En Egypte, il prend l'aspect d'un homme debout, vêtu d'un pagne oriental orné de glands. Il porte souvent une sur-jupe à l'egyptienne, le tout maintenu par une ceinture dans laquelle sont fixés deux bretelles croisés ; un troisième bandeau enserre le torse nu. Toujours en Egypte, il est coiffé de la couronne blanche ornée de cornes, typique des dieux syro-palestiniens, de laquelle tombent dans dans le dos un ou plusieurs long rubans qui se terminent généralement par des glands. Un disque solaire figure parfois sur la couronne, mais jamais l'uraeus, propre aux dieux egyptiens.
Description :
Baal, un dieu avant tout phénicien : Il s'agit d'un dieu souverain de plusieurs peuples sémites du Proche-Orient. Baal signifie "seigneur, maître " en sémite. Il fut vénéré tout au long de l'antiquité, traversant les ages, changeant de nom sans jamais perdre sa dimension de dieu colérique mais bénéfique.
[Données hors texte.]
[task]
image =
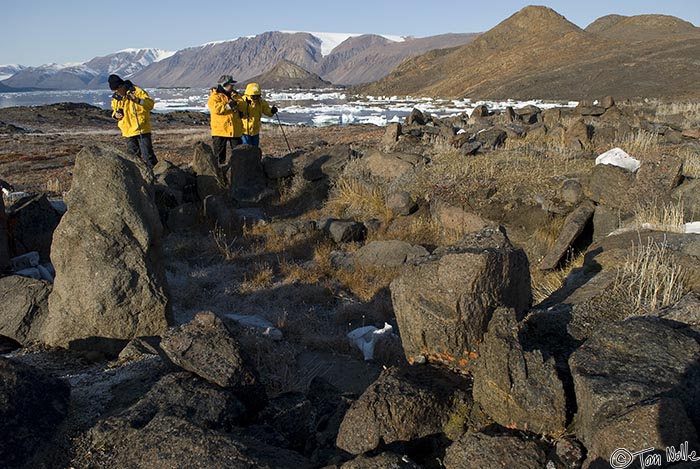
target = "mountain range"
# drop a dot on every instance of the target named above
(537, 53)
(342, 59)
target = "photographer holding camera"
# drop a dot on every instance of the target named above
(225, 117)
(131, 107)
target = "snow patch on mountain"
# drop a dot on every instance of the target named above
(330, 41)
(7, 70)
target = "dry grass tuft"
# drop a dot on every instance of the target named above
(651, 278)
(260, 276)
(669, 217)
(640, 143)
(225, 244)
(691, 162)
(293, 189)
(521, 170)
(545, 283)
(357, 197)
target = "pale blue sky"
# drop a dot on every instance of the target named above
(34, 32)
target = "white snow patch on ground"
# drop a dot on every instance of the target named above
(618, 157)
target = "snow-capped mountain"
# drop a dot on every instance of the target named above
(6, 71)
(339, 58)
(329, 41)
(92, 74)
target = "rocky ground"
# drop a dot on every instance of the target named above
(516, 320)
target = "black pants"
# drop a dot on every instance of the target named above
(141, 146)
(220, 146)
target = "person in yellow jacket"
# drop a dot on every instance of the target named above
(131, 107)
(253, 107)
(225, 120)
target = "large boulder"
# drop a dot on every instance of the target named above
(4, 246)
(688, 194)
(517, 388)
(25, 305)
(32, 221)
(391, 166)
(494, 452)
(207, 348)
(189, 397)
(246, 175)
(210, 179)
(445, 301)
(456, 219)
(574, 225)
(170, 441)
(32, 404)
(110, 277)
(403, 404)
(637, 386)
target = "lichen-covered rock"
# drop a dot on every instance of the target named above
(444, 302)
(110, 274)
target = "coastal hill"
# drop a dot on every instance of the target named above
(538, 53)
(287, 75)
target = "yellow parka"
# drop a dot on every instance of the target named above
(225, 121)
(137, 115)
(253, 109)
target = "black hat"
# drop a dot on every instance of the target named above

Frère et époux d'Anat, Maître par excellence, il est le dieu des forces atmosphériques et de la fertilité, celui qui amène la pluie fertilisante et la foudre destructrice. Il a pour voix le tonnerre et pour flèches les éclairs. Associé à d'autres noms, baal ("seigneur") a désigné divers dieux selon les lieux et les époques : en Phénicie et en Palestine, chaque localité, chaque point d'eau a son Baal. Les Grecs l'identifient à Cronos ou à Zeus, et les Romains à Saturne. De la Phénicie, le culte de Baal s'étend à l'Égypte et à Carthage, associé à celui du dieu solaire Moloch. Dans l'Ancien Testament, les prophètes dénoncent vigoureusement les rites licencieux associés à son culte et se scandalisent de la ferveur que lui témoignent les Hébreux avant de devenir définitivement monothéistes (les faux dieux des idolâtres sont désignés sous le nom de Baal). La tradition hébraïque a d'ailleurs fait parvenir jusqu'à nous deux noms de Baal, transformé en démon : Belphégor et Belzébuth. Il fut associé aux déesses Anat et Astarté.
Bâal fut également un dieu vénéré en Egypte : Ce dieu guerrier phénicien fut introduit en Égypte au début du Nouvel Empire son culte fut implanté par les cananéens dans la région de Memphis. Il est assimilé aux dieux guerriers Montou et Seth et soutient le bras du pharaon lors des combats.